“9. I shall lose no opportunity of impressing on Minister for Foreign Affairs necessity of doing everything possible to prove that Hitler’s allegations regarding German minority are false.”
And yet, again, we have further corroboration of General Lahousen’s evidence in a memorandum, which has been captured, of a conversation between the writer and Keitel. It is 795-PS, and it becomes GB-54. That conversation with Keitel took place on the 17th of August, and from the memorandum I quote the first paragraph:
“I reported my conference with Jost to Keitel. He said that he would not pay any attention to this action, as the Führer had not informed him, and had only let him know that we were to furnish Heydrich with Polish uniforms. He agrees that I instruct the General Staff. He says he does not think much of actions of this kind. However, there is nothing else to be done if they have been ordered by the Führer; that he could not ask the Führer how he had planned the execution of this special action. In regard to Dirschau, he has decided that this action would be executed only by the Army.”

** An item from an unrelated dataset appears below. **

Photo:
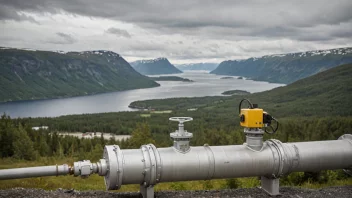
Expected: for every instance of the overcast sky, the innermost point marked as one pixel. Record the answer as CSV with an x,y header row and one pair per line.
x,y
183,31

That then, My Lord, was the position at the end of the first week in August—I mean at the end of the third week in August. On the 22d of August the Russian-German Non-Aggression Pact was signed in Moscow, and we have heard in Hitler’s speech of that date to his commanders-in-chief how it had gone down as a shock to the rest of the world. In fact, the orders to invade Poland were given immediately after the signing of that treaty, and the H-hour was actually to be in the early morning of the 25th of August. Orders were given to invade Poland in the early hours of the 25th of August, and that I shall prove in a moment.
Oh the same day—the 23rd of August—that the German-Russian agreement was signed in Moscow, news reached England that it was being signed. And of course the significance of it from a military point of view as to Germany, particularly in the present circumstances, was obvious; and the British Government immediately made their position clear in one last hope—and that one last hope was that if they did so the German Government might possibly think better of it. And I refer to Document TC-72, Number 56; it is the first document in the next to the last part of the Tribunal document book, in which the Prime Minister wrote to Hitler. That document becomes GB-55:
“Your Excellency:
“Your Excellency will have already heard of certain measures taken by His Majesty’s Government, and announced in the press and on the wireless this evening.
“These steps have, in the opinion of His Majesty’s Government, been rendered necessary by the military movements which have been reported from Germany and by the fact that apparently the announcement of a German-Soviet agreement is taken in some quarters in Berlin to indicate that intervention by Great Britain on behalf of Poland is no longer a contingency that need be reckoned with. No greater mistake could be made. Whatever may prove to be the nature of the German-Soviet agreement, it cannot alter Great Britain’s obligation to Poland, which His Majesty’s Government have stated in public repeatedly and plainly and which they are determined to fulfill.